As you begin to gain competence, exercise is a wonderful way to give you a sense of empowerment and restore trust with your body especially following addiction, disassociation, betrayal or medical diagnosis.

Counseling

It’s important to tell your story. A good counselor is someone who can hold unconditionally loving, non-judgmental space for you to process your thoughts out loud. A good counselor can:

  • Be an advocate

  • Help you uncover your strengths

  • Rediscover your voice

  • Restore your joy

  • Remind you that a healthy relationship is one where you experience security, consistency, joy, and respect

It’s hard to find therapists familiar with the specific issues that cancer patients and survivors face. We staff our mental health with specialists in psycho-oncology. 

Cancer can exacerbate, trigger or make more intense the experience of grief and loss. We lose so much with this diagnosis. First and foremost, the security of being well and being HERE. Many of us don’t realize this, but the most profound loss associated with a cancer diagnosis is the visceral realization that we do not live forever. 

This, regardless of our age, is not a tangible awareness that we live with on the daily, or we wouldn’t live at all. 

The very act of falling in love, building a family, going to school, starting a business, even getting our nails done, planning a meal, painting a wall, walking our dog, every single act as a human, is underlined by hope.

Hope in a future, hope for the next living moment. 

Cancer scares us and robs us of that hope and it can cause many of us to spend our time trying to predict the future. This impossible task has the unintended result of causing us to die a million deaths before our last breath. 
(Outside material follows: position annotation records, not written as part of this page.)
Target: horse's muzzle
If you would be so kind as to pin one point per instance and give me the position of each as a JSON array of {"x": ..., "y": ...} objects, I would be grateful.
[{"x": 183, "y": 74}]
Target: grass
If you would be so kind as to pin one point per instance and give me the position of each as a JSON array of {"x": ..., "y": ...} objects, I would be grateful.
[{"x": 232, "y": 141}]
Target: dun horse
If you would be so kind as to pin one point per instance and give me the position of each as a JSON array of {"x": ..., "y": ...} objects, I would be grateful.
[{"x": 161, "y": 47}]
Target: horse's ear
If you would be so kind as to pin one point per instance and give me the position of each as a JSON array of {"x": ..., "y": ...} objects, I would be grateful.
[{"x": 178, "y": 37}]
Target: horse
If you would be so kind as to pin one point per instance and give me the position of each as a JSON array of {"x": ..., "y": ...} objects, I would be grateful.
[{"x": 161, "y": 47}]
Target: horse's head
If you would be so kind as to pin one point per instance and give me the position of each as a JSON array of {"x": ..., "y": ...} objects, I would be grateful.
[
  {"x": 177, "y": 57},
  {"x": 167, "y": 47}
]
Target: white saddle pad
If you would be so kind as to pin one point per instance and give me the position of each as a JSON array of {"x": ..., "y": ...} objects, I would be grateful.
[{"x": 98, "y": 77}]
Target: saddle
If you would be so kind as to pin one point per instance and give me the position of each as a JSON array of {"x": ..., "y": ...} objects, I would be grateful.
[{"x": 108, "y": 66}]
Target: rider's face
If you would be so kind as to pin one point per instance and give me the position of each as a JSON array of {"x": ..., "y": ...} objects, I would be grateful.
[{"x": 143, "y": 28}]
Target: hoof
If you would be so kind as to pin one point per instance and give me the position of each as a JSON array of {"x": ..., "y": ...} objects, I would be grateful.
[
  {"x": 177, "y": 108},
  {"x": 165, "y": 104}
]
The primary focus of a good counselor educated in oncology is to help his or her patients live for today. As this moment, is all we ultimately have. 

Massage or Therapeutic Touch

At a time when many of us are “skin starved”, human touch is essential. When trust has been broken, with assault, trauma, a medical diagnosis, betrayal, it’s important to reconnect with the experience of safe, therapeutic touch. 

We are bringing on massage therapists with a high level of integrity, a passion for working with a vulnerable population and we pay for continued training in cancer care. 

It can feel like a challenge to pay someone to lay hands on you under any circumstances, but the act of engaging in that therapeutic relationship is an act of forgiveness for yourself and others, and it’s a willingness to be vulnerable in an attempt to heal.

The American Massage Therapy Association has a nice piece on the known benefits to cancer patients which include:

  • Reducing pain

  • Alleviating stress

  • Relieving nausea

  • Reducing depression and anxiety

  • Improving sleep and lessening fatigue

  • Preventing chemotherapy-induced peripheral neuropathy

  • Relieving lymphedema

Love Again. Love Anew

C.S. Lewis once wrote, “To love at all is to be vulnerable. Love anything and your heart will be wrung and possibly broken. If you want to make sure of keeping it intact you must give it to no one, not even an animal. Wrap it carefully round with hobbies and little luxuries; avoid all entanglements. Lock it up safe in the casket or coffin of your selfishness. But in that casket, safe, dark, motionless, airless, it will change. It will not be broken; it will become unbreakable, impenetrable, irredeemable.”

Loving again is a critical piece of mending a broken heart. I use the Healing Trauma guided visualization from Belleruth Napperstek on healthjourneys.com to help me to connect myself to those that loved me and have passed on and to stay open to those that will love me in the future. 

I visualize the kind of love I want in my life and every day I try to keep my little flame of hope alive for a life filled with joy, family and love.

When I take my last breath, I want my husband and my children to be holding me as I walk into eternal life. I want to remember all of you and I want to be remembered. I want my last words to be, “I love you all.”